Les études sur la toxicité développementale des médicaments et des toxines environnementales ont actuellement recours à des expériences animales sur des souris. Dans l'UE, par exemple, 840 000 animaux ont été utilisés en 2017 dans la recherche sur la toxicité et la sécurité, dont près de 100 000 pour la toxicité du développement. Grâce à la nouvelle puce, le nombre de ces expériences sur animaux pourrait être considérablement réduit. Ce n'est pas seulement un objectif important d'un point de vue éthique, car la pertinence d'un test sur des souris n'est pas optimale pour évaluer la sécurité d'un médicament chez l'homme: «La structure du placenta est très spécifique à chaque espèce animale – et donc différente chez la souris que chez l'homme», explique la chercheuse de l'Empa Tina Bürki. Le modèle alternatif in vitro prévu, c'est-à-dire un nouveau système «en éprouvette», permettrait d'obtenir de meilleures connaissances, car la nouvelle technologie de puce avec des cellules humaines primaires pourrait reproduire de manière plus fiable les événements qui se produisent à l'interface entre la mère et l'enfant.

Accélérer les nouvelles thérapies

Le nouveau système de test est conçu comme un moyen simple et précis de vérifier la sécurité d'une substance dès le début du développement de nouveaux médicaments et d'accélérer ainsi l'application de nouvelles thérapies. De cette manière, la puce soutient le principe du safe by design, qui prévoit l'intégration précoce des aspects de sécurité dans le processus d'innovation.

Mais le besoin d'études de toxicité de développement dans l'industrie augmente également pour une autre raison: L'innocuité des produits chimiques et des particules dans l'environnement doit être clarifiée, comme l'exige la réglementation actuelle sur les produits chimiques REACH. «La puce embryonnaire placentaire doit finalement être un kit de test convivial qui peut fournir des données importantes sur les risques potentiels pour la santé pendant la grossesse», explique la chercheuse.

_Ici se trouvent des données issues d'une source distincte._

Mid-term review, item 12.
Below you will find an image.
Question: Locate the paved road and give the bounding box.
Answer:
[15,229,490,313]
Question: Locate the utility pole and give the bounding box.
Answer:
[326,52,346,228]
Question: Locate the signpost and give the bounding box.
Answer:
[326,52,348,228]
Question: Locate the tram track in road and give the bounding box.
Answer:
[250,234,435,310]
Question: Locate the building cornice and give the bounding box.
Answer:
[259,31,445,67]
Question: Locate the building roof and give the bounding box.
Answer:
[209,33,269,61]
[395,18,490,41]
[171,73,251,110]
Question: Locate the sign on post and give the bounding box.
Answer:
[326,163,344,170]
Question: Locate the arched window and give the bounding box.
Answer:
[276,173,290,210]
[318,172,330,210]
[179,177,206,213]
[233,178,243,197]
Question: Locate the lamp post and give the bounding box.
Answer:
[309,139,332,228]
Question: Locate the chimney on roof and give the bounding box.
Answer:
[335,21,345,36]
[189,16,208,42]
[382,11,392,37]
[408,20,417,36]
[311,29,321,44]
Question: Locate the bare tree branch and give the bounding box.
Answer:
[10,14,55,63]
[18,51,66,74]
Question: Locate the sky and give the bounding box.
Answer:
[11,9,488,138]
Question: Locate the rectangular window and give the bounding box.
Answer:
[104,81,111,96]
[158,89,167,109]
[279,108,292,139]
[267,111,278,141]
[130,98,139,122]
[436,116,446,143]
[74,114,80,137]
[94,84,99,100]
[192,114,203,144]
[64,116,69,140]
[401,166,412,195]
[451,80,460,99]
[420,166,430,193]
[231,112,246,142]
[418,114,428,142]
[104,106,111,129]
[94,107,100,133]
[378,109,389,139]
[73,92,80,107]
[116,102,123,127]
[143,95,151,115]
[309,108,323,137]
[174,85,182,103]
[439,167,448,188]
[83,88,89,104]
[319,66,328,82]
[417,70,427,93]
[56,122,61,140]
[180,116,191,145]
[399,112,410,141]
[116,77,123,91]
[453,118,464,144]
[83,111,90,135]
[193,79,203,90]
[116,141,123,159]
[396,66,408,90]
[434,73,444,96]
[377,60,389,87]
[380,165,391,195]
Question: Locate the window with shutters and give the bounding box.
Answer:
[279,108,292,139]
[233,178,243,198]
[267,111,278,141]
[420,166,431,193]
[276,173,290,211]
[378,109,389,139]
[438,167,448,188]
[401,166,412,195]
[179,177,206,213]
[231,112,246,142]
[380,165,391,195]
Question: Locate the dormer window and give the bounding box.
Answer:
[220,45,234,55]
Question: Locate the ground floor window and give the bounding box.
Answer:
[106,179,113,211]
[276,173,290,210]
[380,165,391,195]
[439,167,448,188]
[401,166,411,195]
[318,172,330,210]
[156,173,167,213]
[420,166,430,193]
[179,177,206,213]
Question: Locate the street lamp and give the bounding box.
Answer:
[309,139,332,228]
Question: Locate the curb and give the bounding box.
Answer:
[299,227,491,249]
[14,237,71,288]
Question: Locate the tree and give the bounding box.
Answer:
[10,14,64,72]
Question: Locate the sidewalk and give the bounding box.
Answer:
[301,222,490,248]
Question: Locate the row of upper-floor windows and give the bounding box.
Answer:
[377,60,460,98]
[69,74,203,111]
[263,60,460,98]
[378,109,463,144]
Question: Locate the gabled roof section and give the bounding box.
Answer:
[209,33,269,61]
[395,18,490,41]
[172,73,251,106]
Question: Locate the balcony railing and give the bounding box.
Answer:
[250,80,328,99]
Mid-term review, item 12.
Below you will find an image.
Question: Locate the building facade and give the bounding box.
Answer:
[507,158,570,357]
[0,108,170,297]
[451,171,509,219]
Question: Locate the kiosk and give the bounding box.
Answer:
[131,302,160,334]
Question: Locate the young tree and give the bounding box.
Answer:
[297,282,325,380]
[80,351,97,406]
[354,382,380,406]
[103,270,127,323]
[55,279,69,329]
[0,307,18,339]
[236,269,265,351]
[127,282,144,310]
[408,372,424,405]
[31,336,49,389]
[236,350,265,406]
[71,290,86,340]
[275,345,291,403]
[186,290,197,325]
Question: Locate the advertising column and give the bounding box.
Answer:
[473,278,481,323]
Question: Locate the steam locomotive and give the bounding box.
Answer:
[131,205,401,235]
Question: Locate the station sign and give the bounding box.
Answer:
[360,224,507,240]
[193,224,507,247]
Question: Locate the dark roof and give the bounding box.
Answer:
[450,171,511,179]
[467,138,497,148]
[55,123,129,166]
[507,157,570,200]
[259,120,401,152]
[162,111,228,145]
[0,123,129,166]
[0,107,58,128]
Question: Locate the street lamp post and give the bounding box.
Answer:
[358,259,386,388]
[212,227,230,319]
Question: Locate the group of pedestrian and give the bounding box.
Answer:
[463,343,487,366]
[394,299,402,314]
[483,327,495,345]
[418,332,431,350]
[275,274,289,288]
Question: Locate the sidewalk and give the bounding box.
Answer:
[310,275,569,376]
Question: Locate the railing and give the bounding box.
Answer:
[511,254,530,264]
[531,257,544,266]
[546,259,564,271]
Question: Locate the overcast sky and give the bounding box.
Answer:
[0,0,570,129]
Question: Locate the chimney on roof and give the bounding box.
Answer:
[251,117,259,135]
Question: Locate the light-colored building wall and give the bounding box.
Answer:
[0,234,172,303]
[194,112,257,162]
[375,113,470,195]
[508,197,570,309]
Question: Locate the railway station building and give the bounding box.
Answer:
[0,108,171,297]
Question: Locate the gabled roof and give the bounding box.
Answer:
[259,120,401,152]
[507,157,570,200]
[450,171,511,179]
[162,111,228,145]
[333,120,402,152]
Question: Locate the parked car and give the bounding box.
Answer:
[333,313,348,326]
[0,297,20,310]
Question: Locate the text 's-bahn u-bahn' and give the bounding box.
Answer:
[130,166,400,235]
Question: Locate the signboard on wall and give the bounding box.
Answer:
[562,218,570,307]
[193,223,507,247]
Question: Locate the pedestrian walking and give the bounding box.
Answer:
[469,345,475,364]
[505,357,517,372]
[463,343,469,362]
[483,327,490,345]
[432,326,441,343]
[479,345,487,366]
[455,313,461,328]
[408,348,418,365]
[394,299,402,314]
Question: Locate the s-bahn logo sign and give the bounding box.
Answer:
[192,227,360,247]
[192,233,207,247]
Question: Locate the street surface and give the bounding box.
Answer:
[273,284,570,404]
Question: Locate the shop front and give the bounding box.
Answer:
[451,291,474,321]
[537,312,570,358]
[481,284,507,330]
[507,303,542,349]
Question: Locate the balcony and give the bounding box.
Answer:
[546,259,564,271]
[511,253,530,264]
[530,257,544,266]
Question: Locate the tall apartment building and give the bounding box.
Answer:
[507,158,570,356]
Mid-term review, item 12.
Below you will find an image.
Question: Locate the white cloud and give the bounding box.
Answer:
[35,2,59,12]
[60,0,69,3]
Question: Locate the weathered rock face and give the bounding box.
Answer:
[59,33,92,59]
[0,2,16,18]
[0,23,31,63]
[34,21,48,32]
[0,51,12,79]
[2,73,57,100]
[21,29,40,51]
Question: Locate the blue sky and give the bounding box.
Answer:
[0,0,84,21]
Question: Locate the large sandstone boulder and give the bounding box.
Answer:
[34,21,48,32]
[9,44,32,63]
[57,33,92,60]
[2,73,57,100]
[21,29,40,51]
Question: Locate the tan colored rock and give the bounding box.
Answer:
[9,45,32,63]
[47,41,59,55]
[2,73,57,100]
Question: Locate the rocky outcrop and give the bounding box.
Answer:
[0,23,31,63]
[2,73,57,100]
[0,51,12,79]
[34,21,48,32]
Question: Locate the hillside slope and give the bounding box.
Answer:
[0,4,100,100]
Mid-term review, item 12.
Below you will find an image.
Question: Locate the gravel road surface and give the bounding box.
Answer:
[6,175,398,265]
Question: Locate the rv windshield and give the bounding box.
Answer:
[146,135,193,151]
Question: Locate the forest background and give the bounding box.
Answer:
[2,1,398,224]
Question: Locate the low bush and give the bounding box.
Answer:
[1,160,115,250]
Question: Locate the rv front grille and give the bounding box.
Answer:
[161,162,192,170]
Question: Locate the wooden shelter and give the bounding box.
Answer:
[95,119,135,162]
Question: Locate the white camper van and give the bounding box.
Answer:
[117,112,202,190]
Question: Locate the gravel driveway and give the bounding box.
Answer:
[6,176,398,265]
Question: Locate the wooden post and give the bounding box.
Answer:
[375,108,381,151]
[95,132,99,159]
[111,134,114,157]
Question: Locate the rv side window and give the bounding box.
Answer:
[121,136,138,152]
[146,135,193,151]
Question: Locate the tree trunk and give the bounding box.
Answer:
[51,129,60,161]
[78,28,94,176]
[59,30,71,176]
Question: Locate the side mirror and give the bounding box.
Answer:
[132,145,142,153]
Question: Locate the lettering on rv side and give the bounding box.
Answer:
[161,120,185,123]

Les résultats du projet devraient en outre aider à combler les lacunes de connaissances dans la compréhension de la barrière placentaire. «La puce sera un modèle qui réunira les processus au niveau du placenta et de l'embryon. Nous espérons ainsi pouvoir mieux comprendre à l'avenir les interactions complexes qui se déroulent au moyen de substances de signalisation», explique Tina Bürki.

Promotion de la recherche

L'Empa Zukunftsfonds encourage des projets de recherche exceptionnels qui ne sont pas (encore) soutenus. Pour le présent projet, il a été possible de convaincre la fondation suisse ProCare de prendre entièrement en charge les coûts du projet. Cette organisation soutient des projets qui, dans le domaine de la protection des animaux et de la protection de l'environnement, peuvent particulièrement faire avancer la recherche appliquée. Dans le domaine de la protection des animaux, ProCare soutient les principes des 3R (Replace, Reduce, Refine) pour l'expérimentation animale, c'est-à-dire le remplacement, la réduction et l'amélioration, en mettant l'accent sur l'utilisation de méthodes alternatives qui se passent d'animaux ou de produits animaux. Gerhard Gstraunthaler, président du comité de projet de ProCare, a souligné que le projet Human-based placenta-embryo chip model a été évalué avec un score maximal et qu'il a été jugé hautement digne d'être financé.